Jusqu’à ce moment, aucun des frères n’avait parlé de cette question épineuse et douloureuse pour les deux parties. On pourrait penser que Yosef a souffert, mais n’ont-ils pas tous souffert ? On voit un Juda presque expulsé de chez lui, un Benjamin privé de son frère aîné et surprotégé par son père, la culpabilité et la honte des 10 autres. Pour cette raison, leur soi-disant réconciliation antérieure était une illusion ; elle n’était pas concluante, elle avait été transactionnelle et non transformationnelle.
Il était temps d’affronter le problème de manière approfondie. La Torah ne nous dit pas de quoi ils ont parlé, mais il est entendu que c’était si privé que la guérison de ce moment n’a même pas été révélée. Mikhail Eliyah dit que le mot “sincère” signifie littéralement “sans cire” “sans camouflage” ajoutant qu’une conversation en face à face ou de cœur à cœur se produit “lorsque deux personnes ou plus se réunissent, les esprits ne font que commencer à se synchroniser”. et s’aligner lorsqu’ils sont vraiment engagés. Les discussions deviennent constructives lorsqu’elles deviennent collaboratives.
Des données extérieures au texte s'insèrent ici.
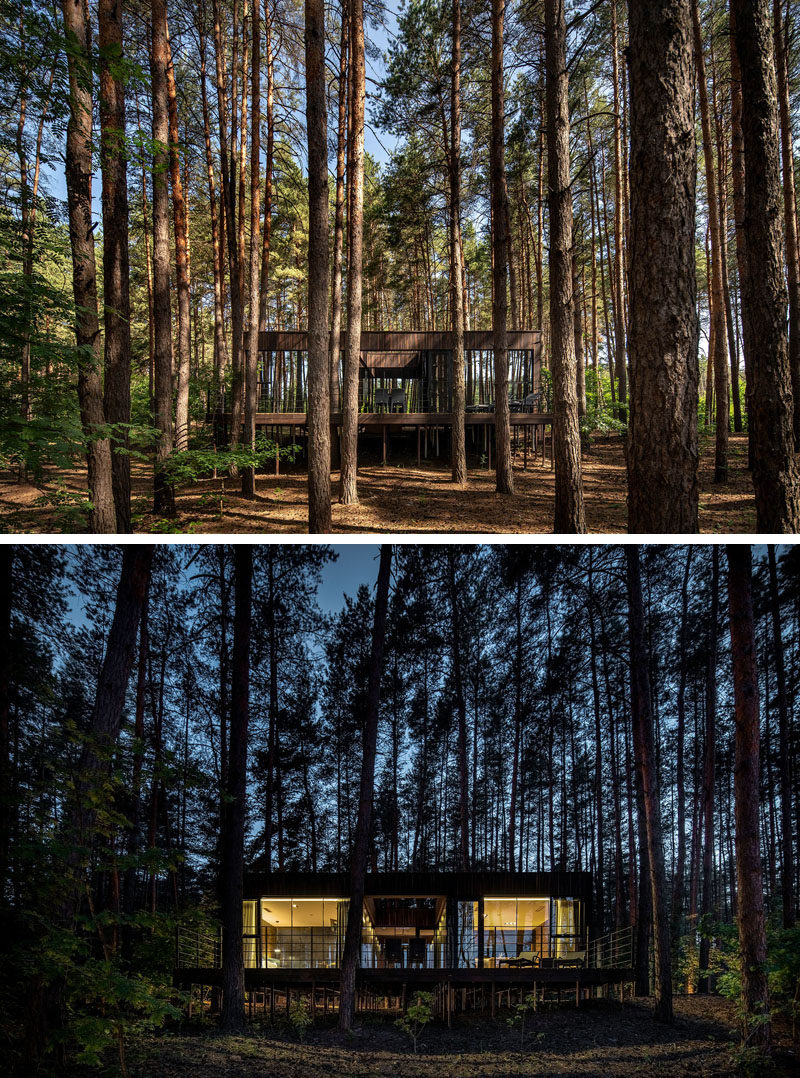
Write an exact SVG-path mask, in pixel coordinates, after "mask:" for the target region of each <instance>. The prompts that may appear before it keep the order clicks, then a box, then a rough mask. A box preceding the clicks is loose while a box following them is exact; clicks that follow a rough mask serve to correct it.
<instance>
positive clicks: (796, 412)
mask: <svg viewBox="0 0 800 1078" xmlns="http://www.w3.org/2000/svg"><path fill="white" fill-rule="evenodd" d="M772 18H773V28H774V29H773V33H774V42H775V68H776V75H777V103H778V116H780V121H781V154H782V158H783V161H782V163H783V181H784V182H783V192H784V230H785V236H786V276H787V282H788V286H789V371H790V372H791V395H792V398H794V400H795V444H796V446H797V447H798V448H800V252H799V251H798V235H797V205H796V192H795V153H794V149H792V140H794V136H792V132H791V114H790V106H789V72H788V27H786V26H785V23H784V14H783V11H782V8H781V0H772Z"/></svg>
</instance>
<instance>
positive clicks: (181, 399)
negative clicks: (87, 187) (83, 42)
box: [166, 33, 192, 450]
mask: <svg viewBox="0 0 800 1078" xmlns="http://www.w3.org/2000/svg"><path fill="white" fill-rule="evenodd" d="M166 75H167V107H168V112H169V184H170V186H171V189H173V230H174V233H175V290H176V293H177V298H178V357H177V358H178V362H177V368H176V371H175V383H176V406H175V447H176V450H188V448H189V370H190V362H191V355H192V313H191V296H190V285H189V218H188V213H187V199H185V196H184V194H183V182H182V180H181V175H180V153H179V141H180V135H179V129H178V93H177V89H176V85H175V66H174V64H173V46H171V43H170V41H169V36H168V33H167V71H166Z"/></svg>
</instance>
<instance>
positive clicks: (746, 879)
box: [728, 0, 780, 1051]
mask: <svg viewBox="0 0 800 1078" xmlns="http://www.w3.org/2000/svg"><path fill="white" fill-rule="evenodd" d="M734 2H736V3H739V2H740V0H734ZM740 10H741V9H740ZM742 25H743V22H739V28H741V26H742ZM739 28H737V30H739ZM737 44H739V47H740V55H742V54H743V52H744V51H743V50H742V47H741V43H739V42H737ZM743 63H744V57H743ZM776 220H777V221H780V216H778V217H777V218H776ZM751 586H753V584H751V561H750V548H749V545H748V544H742V545H734V544H729V547H728V609H729V620H730V631H731V663H732V667H733V702H734V718H735V761H734V768H733V792H734V814H735V820H736V841H735V848H736V890H737V901H739V915H737V921H739V945H740V951H741V956H742V1003H743V1006H744V1011H745V1014H746V1022H747V1025H746V1027H745V1028H744V1029H743V1035H744V1037H745V1038H746V1040H747V1044H749V1045H757V1046H759V1047H761V1048H762V1049H763V1050H764V1051H769V1049H770V1042H771V1037H772V1029H771V1024H770V1022H769V1021H767V1022H764V1021H763V1018H764V1015H765V1014H768V1013H769V1009H770V1000H769V991H768V986H767V972H765V970H764V964H765V962H767V935H765V928H764V909H763V880H762V875H761V855H760V839H759V707H758V668H757V663H756V641H755V624H754V617H753V594H751ZM750 1023H753V1025H751V1027H750Z"/></svg>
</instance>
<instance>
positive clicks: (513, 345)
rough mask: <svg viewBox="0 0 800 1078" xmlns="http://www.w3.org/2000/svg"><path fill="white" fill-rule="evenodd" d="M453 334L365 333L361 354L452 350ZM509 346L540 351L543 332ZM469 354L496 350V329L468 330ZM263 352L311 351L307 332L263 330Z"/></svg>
mask: <svg viewBox="0 0 800 1078" xmlns="http://www.w3.org/2000/svg"><path fill="white" fill-rule="evenodd" d="M452 344H453V334H452V333H451V331H450V330H364V331H363V332H362V333H361V351H362V353H369V351H377V353H381V351H383V353H386V351H450V349H451V347H452ZM507 346H508V348H509V349H510V350H511V351H538V350H539V348H540V347H541V331H540V330H509V331H508V333H507ZM341 347H342V348H343V349H344V348H346V347H347V333H346V331H343V332H342V336H341ZM464 347H465V348H466V349H467V351H492V350H493V348H494V335H493V332H492V330H467V331H466V332H465V334H464ZM259 350H260V351H307V350H308V332H307V330H263V331H262V332H261V333H259Z"/></svg>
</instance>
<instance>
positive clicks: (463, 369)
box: [450, 0, 467, 486]
mask: <svg viewBox="0 0 800 1078" xmlns="http://www.w3.org/2000/svg"><path fill="white" fill-rule="evenodd" d="M452 32H453V54H452V58H451V68H452V70H451V83H450V138H451V147H450V288H451V324H452V329H453V427H452V432H451V476H452V479H453V482H454V483H455V484H456V485H457V486H465V485H466V483H467V445H466V430H465V409H466V404H467V395H466V385H465V370H464V363H465V355H464V278H463V276H461V274H463V266H464V255H463V251H461V0H453V30H452Z"/></svg>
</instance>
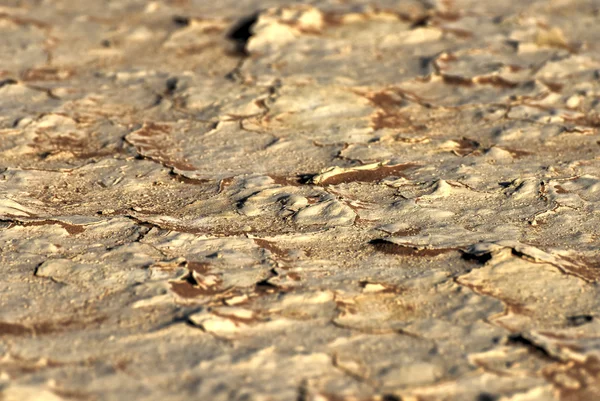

Et ceci est arrivé; leurs esprits étaient unis et toute la communauté d’Israël sur la bonne voie pour redevenir une nation. Nous lisons qu’avant sa mort Joseph appela ses frères pour déclarer qu’ils retourneraient dans la Terre Promise (50:23-26) et nous voyons comment ses frères furent avec lui jusqu’à la fin de ses jours.
Ainsi, même si ce livre de Bereshit semble se terminer par Tohu V’vohu (chaos), il se termine en fait par un Tikun (restauration). Job 8:7 dit : “Et bien que ton début ait été petit, ton dernier état sera très grand.” Aujourd’hui, nous attendons avec impatience la restauration de toutes choses (Tikun Olam); nous ne savons pas quand cela arrivera, mais je suis sûr de quelque chose, “Dieu nous visitera sûrement” (50:24;50:25) “Elohim pakod yifkod” אלֹהִים פָּקֹד יִפְקֹד .
Alors que nous terminons le livre de Bereshit, nous proclamons Chazak, Chazak, V’nitchazeik, Soyons forts, renforçons-nous les uns les autres.